Nun weiche ich wieder ein Stückchen zurück. Das Kleine soll mir möglichst folgen. Aber es ist noch unsicher und sitzt auch sehr wackelig auf dem Ast. "Kipp bloß nicht nach vorne oder nach hinten über", rufe ich dem Kleinen zu. Der Ast hat doch eine gewisse Höhe. Da würde es sich ganz schön erschrecken, wenn es von oben herunterfällt. Verletzen kann es sich nicht. Denn es würde ja gleich die Flügel ausprobieren. Auch wenn das Fliegen noch nicht wirklich klappt. Ein wenig abbremsen würden sie den Sturz schon.

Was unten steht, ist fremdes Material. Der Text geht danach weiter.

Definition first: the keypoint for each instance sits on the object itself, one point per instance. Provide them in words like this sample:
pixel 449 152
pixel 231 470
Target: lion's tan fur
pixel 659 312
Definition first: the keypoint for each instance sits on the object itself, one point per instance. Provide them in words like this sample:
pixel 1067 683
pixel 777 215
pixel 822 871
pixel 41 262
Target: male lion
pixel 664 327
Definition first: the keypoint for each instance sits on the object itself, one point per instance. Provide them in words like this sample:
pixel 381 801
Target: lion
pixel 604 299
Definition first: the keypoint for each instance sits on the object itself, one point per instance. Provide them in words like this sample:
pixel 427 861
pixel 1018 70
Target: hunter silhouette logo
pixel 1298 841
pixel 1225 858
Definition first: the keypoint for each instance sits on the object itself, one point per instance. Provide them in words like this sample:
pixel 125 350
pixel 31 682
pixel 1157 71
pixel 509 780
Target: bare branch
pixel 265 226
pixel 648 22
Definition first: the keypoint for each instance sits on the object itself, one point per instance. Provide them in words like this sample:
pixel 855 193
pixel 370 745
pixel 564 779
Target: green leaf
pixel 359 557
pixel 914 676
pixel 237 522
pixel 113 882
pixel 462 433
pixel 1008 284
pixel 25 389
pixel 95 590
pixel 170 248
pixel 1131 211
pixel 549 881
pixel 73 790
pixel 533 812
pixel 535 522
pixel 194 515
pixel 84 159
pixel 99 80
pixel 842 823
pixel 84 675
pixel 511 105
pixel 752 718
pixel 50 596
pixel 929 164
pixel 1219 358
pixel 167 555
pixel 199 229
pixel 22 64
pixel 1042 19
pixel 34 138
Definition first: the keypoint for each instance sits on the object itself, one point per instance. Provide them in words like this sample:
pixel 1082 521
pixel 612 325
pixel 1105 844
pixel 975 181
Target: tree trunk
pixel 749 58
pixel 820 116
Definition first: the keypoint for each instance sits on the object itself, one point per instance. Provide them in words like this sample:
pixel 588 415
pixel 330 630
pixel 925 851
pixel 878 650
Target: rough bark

"So, mein Kleines, das hast du gut gemacht. Jetzt bekommst du gleich eine Belohnung." Ach, jetzt fängt es auch noch an zu regnen. "Ab ins Nest! Das Blätterdach über uns hält ja schon die ersten Tropfen ab. Da werden wir nicht gleich naß - erst wenn der Regen etwas länger andauert. Meist scheint dann schon wieder die Sonne und wir können unter dem Blätterdach herausfliegen. Wenn es aber nicht aufhören will zu regnen, dann schütze ich dich vor der Nässe und der Kälte. Komm nur unter mein Gefieder. Tschiep, tschiep, tschiep!"